И они заснули потом, а через час одновременно проснулись. Как от удара. Мягкого, пьянящего, в грудь. Нет, им не хотелось повторения. Хотелось им так много, даже непонятно чего. Просто лежали, глядя в потолок.
— Мне это не нравится, — соврал Томеш, и Аннетта поняла, что он хочет сказать, и в знак согласия на секунду прикрыла глаза. Эйфория. Первый отчетливый признак. Могущество и счастье, оттененные смертью. Они обнялись.
— Интересно, — еле шепнул он. — Мы, наверное, можем летать. Это может делать почти каждый импат. Это просто.
В комнате без света, с затененными окнами, в абсолютной тишине они приподнялись над постелью.

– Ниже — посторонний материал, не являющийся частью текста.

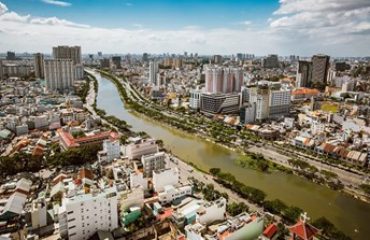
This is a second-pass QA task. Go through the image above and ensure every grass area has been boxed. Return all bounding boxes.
[320,102,339,113]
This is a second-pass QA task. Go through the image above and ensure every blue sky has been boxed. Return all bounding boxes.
[2,0,279,29]
[0,0,370,56]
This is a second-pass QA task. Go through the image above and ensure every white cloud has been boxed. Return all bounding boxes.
[0,0,370,56]
[30,17,90,28]
[0,2,8,15]
[269,0,370,49]
[42,0,72,7]
[0,12,31,22]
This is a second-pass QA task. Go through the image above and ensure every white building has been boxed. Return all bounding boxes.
[189,89,201,110]
[130,171,148,189]
[98,139,121,163]
[185,223,207,240]
[152,168,180,192]
[126,139,158,160]
[197,197,227,225]
[53,46,82,65]
[31,199,47,229]
[141,152,166,177]
[269,85,291,117]
[158,185,192,204]
[119,187,144,211]
[58,188,118,240]
[249,81,291,121]
[44,59,75,92]
[33,115,49,129]
[149,61,158,85]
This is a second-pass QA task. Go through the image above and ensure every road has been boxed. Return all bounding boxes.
[167,155,263,212]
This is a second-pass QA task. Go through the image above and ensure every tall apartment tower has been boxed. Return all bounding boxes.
[44,59,74,92]
[262,54,279,68]
[53,46,82,65]
[205,67,243,93]
[312,54,330,84]
[149,61,158,85]
[296,61,312,87]
[33,53,45,79]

— Я часто думал, что ты меня ненавидишь, — сказал Томеш, но звук его голоса был таким грубым, что он осекся.
Эйфорию неизбежно сменяет депрессия. Сначала сникла Аннетта. Она села на пол и застыла, страдальчески искривив рот.
— Зажги свет.
Томеш не слышал. Он был как мощный органный аккорд.
— Зажги свет! — закричала Аннетта.
— Подожди.
— Зажги свет, — она заплакала.
Поведение импатов прогнозировать очень трудно, однако решение Томеша и Аннетты пойти на месячное затворничество все-таки вызывает удивление. Среди импатов такие случаи крайне редки. Первые часы после эйфории, часы удара, сообщают больному мощный суицидальный импульс, который обычно превозмогается желанием выйти к людям. Предельно интенсивная и насыщенная работа импатического мозга губит многие тонкие связи, необратимо искажает психический баланс и наполняет импата нерассуждающей агрессивностью, которая глушит тягу к отъединению от всего окружающего.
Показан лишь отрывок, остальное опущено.